Nick walks toward the door. “I took her home last night. She was so drunk she couldn’t tell the difference between a light pole and a man.”

“Light pole?”

“She tried to make out with a light pole she thought resembled your brother. I would have laughed my ass off if I wasn’t concerned about her drowning in her own vomit.”

Oh gosh, I have to go check on her to make sure she’s okay. “Why did you leave her alone?”

“I didn’t. I called my assistant and sent him over to her house to make sure she was okay. He called me two hours ago before he left her house. She’s fine.”

His phone rings, and he looks over his shoulder then back at me, like he’s not sure if he should answer it. “I have to get that. I’ll try to wrap it up as fast as I can. Don’t leave.”
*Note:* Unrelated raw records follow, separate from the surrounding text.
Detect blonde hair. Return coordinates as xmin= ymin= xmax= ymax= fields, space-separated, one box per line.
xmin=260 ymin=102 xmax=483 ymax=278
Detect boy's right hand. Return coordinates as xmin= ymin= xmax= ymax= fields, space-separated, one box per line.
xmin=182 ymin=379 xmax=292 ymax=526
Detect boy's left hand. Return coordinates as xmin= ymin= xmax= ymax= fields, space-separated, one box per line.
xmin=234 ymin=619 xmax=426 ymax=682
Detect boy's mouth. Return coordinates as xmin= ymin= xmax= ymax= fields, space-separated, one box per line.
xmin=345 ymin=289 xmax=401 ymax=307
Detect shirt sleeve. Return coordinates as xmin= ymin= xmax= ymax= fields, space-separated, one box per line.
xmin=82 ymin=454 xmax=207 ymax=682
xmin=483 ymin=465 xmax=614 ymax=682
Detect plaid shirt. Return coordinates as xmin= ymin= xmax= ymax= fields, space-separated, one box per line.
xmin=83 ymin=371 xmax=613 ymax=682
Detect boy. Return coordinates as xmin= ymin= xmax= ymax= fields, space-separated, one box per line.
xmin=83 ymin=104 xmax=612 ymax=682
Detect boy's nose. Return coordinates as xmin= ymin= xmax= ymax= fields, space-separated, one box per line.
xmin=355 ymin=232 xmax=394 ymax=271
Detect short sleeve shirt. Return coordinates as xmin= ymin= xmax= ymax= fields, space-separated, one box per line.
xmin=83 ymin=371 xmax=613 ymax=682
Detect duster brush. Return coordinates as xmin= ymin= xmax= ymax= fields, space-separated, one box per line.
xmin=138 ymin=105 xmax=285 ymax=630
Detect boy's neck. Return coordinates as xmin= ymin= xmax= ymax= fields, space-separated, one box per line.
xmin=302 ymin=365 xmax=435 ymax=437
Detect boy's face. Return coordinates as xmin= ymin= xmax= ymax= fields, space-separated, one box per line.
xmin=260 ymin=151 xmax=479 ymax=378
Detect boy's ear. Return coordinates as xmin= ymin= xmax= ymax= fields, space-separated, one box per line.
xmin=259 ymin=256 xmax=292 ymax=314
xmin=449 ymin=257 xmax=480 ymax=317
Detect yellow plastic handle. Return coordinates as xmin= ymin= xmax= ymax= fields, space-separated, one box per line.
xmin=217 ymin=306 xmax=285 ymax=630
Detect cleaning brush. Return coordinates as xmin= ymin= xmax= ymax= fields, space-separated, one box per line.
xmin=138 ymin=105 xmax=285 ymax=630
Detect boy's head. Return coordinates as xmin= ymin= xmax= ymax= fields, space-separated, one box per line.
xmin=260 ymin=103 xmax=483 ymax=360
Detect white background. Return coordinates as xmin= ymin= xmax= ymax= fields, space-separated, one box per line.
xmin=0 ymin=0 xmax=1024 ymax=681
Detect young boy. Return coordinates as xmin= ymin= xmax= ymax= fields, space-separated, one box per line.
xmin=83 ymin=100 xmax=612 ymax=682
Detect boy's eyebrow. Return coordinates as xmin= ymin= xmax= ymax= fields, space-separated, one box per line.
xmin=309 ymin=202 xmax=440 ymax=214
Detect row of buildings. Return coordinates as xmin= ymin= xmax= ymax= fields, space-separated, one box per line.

I turn around when he leaves and head straight for the chair my clothes are on. I have to go. I know he’s going to want to talk about what happened last night. Since we haven’t seen each other since we had sex in the back of his car, he’s going to want to talk about everything. Me, him, Kate—I can’t deal with that now; everything’s coming at me at once. I don’t feel good, and I need to get out of here before he comes back.

Yeah, I know it’s the coward’s way out, leaving without telling him. I can be brave tomorrow when I don’t feel like shit laid out on the street, and I can remember more of what happened last night. I put my clothes on in record time and get out the door. I couldn’t find my damn underwear, so I have to go outside with my bare ass cheeks, and a gust of wind flying up my skirt gives me the cold shaft right up my ass. I probably deserve it, a taste of what’s to come for the list of sins I’ve recently committed.

By the timeI get home, I know for sure this is the beginning of me paying for my sins. I walked five blocks down from Nick’s place, just in case he decided to come looking for me. You would think I would be able to catch a cab in this short skirt and skyscraper heels. No, not me, I’mfreezing my butt off like a fifty-cent street walker. My hair is an absolute mess, along with my makeup. I look like a drag queen gone wrong. The cab drivers were probably afraid they’d get arrested if they picked me up. Even if I could have gotten a cab, I don’t know what happened to my money. I only had ten dollars in my pocket—nowhere near enough to get to Brooklyn.